Over 85% of Chinese experience info leaks, get harassed: survey

By Xu Hailin Source:Global Times Published: 2018/8/30 21:53:44

More than 85 percent of Chinese people experienced a leak in personal information, according to a survey released on Wednesday amid China's rising concern over personal information security.

The survey showed that harassing phone calls and text messages, phone fraud, and junk mail are what people face most after a leak.

The survey was released on Wednesday by the China Consumers Association (CCA), a Beijing-based organization established in 1984, after collecting 5,458 valid responses to a questionnaire between July 17 and August 13.

In the first half of 2018, complaints against the illegal collection of personal information conducted by e-commerce platforms and social media software became a new hotspot, the association said.

Police in East China's Zhejiang Province recently busted the worst case of information leak, which involved three billion records of personal information hacked from telecom operators. The case affected 96 internet companies, including Baidu, Tencent, Alibaba and Jinri Toutiao, Science and Technology Daily reported Wednesday.

The survey also cited respondents as saying that authorities should strengthen relevant laws and regulations as punishment for criminals and compensation for victims are not enough.

China enacted the Cybersecurity Law in June 2017 to safeguard the rights of citizens, including their personal information.

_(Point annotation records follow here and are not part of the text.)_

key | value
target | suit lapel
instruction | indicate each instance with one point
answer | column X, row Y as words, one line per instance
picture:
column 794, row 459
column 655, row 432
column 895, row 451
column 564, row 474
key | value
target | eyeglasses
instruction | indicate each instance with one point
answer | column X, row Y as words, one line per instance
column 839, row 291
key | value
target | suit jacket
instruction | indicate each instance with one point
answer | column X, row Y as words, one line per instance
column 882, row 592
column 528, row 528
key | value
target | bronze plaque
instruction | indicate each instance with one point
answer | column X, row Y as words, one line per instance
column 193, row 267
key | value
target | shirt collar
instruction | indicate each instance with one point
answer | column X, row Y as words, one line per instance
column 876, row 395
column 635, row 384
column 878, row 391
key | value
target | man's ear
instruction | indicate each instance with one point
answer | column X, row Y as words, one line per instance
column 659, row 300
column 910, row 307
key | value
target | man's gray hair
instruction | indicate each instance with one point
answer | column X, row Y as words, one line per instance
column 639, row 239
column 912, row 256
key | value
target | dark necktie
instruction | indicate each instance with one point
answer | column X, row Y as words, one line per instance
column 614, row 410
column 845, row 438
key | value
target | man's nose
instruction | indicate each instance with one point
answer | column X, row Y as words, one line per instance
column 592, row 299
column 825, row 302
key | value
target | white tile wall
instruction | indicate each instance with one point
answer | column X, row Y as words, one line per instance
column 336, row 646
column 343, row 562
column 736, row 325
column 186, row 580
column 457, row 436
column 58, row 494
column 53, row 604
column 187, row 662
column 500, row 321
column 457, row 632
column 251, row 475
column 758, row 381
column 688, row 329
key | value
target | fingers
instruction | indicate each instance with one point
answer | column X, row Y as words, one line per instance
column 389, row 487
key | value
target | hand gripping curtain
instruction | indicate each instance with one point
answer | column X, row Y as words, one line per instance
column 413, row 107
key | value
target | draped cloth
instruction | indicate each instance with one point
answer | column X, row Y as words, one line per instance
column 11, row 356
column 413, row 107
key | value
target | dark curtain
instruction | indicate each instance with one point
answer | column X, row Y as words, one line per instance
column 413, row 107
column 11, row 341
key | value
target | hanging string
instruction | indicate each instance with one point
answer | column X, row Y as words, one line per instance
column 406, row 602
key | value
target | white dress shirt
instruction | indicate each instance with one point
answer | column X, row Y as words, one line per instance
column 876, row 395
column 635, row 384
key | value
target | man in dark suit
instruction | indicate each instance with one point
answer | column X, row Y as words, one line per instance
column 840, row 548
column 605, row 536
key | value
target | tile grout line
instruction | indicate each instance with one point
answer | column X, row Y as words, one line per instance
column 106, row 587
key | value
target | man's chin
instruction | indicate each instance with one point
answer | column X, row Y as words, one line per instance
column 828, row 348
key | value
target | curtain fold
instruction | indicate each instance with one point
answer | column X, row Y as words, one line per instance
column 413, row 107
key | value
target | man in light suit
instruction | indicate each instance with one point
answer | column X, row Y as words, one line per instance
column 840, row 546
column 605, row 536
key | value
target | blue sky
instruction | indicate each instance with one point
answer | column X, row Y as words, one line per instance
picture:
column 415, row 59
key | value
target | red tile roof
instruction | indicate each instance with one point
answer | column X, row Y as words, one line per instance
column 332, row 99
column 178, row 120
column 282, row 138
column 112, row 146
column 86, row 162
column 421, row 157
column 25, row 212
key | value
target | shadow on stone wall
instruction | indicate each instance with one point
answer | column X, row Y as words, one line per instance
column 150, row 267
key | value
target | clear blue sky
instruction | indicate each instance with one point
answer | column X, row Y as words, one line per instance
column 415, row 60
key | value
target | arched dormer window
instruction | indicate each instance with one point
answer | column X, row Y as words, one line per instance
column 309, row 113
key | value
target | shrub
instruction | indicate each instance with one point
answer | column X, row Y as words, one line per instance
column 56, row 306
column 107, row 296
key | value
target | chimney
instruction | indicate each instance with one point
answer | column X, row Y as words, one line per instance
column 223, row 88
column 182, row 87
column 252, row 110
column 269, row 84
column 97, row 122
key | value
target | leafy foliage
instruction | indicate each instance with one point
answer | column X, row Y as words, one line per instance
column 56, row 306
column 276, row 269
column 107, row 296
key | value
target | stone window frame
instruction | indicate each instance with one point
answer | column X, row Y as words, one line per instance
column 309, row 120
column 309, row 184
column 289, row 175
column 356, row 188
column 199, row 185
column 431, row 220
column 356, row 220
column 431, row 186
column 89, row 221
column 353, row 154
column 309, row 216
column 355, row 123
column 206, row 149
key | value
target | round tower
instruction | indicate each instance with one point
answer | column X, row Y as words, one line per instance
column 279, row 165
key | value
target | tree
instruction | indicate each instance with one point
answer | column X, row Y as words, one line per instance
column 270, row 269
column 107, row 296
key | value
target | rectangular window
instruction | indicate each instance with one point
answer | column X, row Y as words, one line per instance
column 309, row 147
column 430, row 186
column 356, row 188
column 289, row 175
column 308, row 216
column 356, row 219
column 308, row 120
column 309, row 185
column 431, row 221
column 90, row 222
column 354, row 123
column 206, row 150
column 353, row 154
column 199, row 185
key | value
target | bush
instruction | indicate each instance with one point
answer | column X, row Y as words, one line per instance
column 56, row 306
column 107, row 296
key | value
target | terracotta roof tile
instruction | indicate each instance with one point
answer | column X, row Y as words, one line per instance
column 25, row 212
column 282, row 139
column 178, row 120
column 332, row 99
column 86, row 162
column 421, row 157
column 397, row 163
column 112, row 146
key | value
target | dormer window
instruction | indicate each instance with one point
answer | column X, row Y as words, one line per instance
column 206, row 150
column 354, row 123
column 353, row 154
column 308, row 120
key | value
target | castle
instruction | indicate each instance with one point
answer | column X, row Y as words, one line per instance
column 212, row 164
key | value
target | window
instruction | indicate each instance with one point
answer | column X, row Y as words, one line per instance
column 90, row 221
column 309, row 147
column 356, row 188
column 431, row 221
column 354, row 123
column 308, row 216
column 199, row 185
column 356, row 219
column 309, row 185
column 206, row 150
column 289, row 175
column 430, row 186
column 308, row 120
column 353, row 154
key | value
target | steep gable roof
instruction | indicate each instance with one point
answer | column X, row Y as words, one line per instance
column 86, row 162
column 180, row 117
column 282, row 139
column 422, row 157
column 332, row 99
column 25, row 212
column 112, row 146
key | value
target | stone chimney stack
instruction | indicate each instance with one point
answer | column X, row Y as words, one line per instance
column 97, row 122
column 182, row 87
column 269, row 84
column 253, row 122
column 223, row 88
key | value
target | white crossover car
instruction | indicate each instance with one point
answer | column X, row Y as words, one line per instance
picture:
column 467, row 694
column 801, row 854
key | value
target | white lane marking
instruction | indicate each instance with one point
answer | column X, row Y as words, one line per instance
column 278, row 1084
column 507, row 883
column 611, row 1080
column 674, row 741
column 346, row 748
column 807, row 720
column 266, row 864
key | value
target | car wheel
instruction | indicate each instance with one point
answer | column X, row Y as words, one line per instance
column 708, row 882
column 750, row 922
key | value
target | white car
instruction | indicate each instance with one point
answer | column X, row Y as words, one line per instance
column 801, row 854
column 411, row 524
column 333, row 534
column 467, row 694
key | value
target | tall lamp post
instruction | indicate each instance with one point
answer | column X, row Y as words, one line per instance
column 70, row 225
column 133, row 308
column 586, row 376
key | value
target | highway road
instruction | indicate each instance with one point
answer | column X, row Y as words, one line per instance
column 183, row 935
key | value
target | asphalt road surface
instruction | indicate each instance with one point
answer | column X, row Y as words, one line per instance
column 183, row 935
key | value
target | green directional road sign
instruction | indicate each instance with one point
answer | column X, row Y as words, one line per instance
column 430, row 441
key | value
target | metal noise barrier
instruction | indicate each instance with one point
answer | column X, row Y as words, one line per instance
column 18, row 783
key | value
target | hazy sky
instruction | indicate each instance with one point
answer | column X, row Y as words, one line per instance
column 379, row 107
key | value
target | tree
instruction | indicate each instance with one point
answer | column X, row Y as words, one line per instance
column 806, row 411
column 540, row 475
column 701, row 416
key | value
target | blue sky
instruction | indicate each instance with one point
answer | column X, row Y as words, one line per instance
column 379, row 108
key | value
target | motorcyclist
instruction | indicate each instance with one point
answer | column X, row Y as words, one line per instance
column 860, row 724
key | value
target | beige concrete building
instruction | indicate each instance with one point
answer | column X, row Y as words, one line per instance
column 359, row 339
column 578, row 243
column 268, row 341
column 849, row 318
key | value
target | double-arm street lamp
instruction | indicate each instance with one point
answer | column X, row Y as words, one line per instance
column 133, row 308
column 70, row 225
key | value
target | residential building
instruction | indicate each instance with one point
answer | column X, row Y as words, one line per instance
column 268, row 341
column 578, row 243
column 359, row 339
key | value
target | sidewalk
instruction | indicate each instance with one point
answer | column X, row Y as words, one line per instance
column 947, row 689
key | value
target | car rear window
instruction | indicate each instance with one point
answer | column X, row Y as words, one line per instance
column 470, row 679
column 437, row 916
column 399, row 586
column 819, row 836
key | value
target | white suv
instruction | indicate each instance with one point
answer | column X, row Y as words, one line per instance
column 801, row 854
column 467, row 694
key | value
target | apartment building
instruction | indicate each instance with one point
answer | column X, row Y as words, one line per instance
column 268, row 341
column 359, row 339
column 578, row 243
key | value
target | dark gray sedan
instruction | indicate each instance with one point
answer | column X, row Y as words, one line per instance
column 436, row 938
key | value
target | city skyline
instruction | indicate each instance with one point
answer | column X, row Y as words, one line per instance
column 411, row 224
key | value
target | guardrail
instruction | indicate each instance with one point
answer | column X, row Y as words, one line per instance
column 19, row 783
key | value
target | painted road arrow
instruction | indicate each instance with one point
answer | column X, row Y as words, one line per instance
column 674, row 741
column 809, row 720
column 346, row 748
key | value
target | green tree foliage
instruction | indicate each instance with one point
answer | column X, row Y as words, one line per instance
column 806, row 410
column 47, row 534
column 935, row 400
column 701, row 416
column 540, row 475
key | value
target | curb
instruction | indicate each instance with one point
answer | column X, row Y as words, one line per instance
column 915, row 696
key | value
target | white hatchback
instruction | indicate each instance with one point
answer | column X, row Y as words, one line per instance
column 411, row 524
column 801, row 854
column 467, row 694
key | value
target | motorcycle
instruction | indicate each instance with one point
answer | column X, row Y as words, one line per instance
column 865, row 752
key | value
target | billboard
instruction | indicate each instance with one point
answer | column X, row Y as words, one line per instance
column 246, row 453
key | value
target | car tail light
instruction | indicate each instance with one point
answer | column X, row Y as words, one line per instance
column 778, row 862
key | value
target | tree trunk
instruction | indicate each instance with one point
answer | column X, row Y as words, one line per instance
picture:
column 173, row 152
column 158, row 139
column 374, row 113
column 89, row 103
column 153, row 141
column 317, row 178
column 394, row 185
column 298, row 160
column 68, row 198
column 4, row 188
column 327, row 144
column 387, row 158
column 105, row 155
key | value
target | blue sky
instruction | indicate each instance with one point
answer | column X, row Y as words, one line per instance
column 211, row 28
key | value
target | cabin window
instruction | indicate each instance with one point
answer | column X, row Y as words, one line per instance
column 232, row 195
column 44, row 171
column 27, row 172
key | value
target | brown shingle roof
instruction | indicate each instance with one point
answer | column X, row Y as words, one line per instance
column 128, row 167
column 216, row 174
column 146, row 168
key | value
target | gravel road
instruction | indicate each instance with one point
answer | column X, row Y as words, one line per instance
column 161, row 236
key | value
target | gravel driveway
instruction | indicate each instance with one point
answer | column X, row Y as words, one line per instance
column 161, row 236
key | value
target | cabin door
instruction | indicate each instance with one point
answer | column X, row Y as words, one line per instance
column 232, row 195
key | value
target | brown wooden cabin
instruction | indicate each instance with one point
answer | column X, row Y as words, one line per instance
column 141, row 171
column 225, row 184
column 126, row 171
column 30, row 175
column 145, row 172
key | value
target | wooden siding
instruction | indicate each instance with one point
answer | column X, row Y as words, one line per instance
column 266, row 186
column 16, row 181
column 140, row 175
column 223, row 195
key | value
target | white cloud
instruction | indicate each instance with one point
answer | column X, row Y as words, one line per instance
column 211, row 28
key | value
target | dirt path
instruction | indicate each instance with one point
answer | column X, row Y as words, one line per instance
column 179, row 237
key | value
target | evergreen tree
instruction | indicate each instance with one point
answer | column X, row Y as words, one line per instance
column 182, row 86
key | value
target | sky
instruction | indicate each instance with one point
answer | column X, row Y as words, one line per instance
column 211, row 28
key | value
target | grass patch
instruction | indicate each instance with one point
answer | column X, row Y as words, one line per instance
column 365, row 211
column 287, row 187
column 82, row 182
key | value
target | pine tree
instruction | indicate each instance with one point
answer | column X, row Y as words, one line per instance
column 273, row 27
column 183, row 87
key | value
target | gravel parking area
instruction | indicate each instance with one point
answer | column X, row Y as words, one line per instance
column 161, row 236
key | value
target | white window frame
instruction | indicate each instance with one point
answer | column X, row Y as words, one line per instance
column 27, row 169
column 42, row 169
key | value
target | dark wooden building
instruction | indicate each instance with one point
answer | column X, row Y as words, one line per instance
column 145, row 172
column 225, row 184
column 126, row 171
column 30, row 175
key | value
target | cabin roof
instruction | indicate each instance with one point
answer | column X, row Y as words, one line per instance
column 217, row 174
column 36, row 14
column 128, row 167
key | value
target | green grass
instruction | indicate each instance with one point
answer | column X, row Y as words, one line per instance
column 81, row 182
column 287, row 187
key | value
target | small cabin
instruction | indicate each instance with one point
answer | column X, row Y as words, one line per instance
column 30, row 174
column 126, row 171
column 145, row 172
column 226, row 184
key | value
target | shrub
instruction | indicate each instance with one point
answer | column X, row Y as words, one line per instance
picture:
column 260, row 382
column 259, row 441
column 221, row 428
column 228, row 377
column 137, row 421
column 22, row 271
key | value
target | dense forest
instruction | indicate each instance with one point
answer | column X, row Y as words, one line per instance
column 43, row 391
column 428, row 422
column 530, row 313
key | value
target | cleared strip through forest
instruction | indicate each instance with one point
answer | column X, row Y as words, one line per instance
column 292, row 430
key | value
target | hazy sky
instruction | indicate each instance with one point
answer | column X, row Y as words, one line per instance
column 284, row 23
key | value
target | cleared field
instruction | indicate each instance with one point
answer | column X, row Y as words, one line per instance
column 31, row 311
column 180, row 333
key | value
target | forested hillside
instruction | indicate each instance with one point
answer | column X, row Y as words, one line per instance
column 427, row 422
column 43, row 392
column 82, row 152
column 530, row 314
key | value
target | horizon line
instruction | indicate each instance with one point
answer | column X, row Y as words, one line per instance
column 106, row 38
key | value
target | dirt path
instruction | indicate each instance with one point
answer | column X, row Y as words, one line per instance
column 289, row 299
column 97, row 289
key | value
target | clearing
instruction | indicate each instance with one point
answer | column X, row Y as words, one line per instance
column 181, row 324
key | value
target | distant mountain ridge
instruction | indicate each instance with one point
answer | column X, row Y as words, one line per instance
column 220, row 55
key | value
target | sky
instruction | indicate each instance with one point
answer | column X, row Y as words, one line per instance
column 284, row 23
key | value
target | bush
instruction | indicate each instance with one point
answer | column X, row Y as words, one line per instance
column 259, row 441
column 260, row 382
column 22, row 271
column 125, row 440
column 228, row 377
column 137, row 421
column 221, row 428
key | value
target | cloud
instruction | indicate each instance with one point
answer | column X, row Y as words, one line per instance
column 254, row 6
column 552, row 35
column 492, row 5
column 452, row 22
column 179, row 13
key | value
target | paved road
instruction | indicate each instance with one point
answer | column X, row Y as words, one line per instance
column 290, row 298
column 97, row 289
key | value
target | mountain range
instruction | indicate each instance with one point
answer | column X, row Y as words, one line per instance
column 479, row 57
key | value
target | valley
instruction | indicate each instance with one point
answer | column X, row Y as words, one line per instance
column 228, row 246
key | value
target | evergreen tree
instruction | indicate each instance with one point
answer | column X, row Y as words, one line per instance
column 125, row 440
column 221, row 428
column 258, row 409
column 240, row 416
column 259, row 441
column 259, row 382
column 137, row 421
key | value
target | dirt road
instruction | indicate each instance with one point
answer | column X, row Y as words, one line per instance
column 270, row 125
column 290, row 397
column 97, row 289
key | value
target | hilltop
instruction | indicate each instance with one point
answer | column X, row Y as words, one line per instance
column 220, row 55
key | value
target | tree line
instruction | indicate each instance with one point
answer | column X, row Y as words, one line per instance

"Since the law has not been implemented for some time, there's no consent on penalty, and the penalties on information leaks in some jurisdictions could be lighter than expected," Zhu Wei, a professor at the China University of Political Science and Law, told the Global Times on Thursday.

Chinese authorities have been working on a specific legislation to protect personal information since 2011, which legal experts predicted could come as soon as 2019.

Difficulty in spotting the leaker is another reason, Zhu said. A traceability system needs to be developed, which could help to identify the leaker, Zhu added.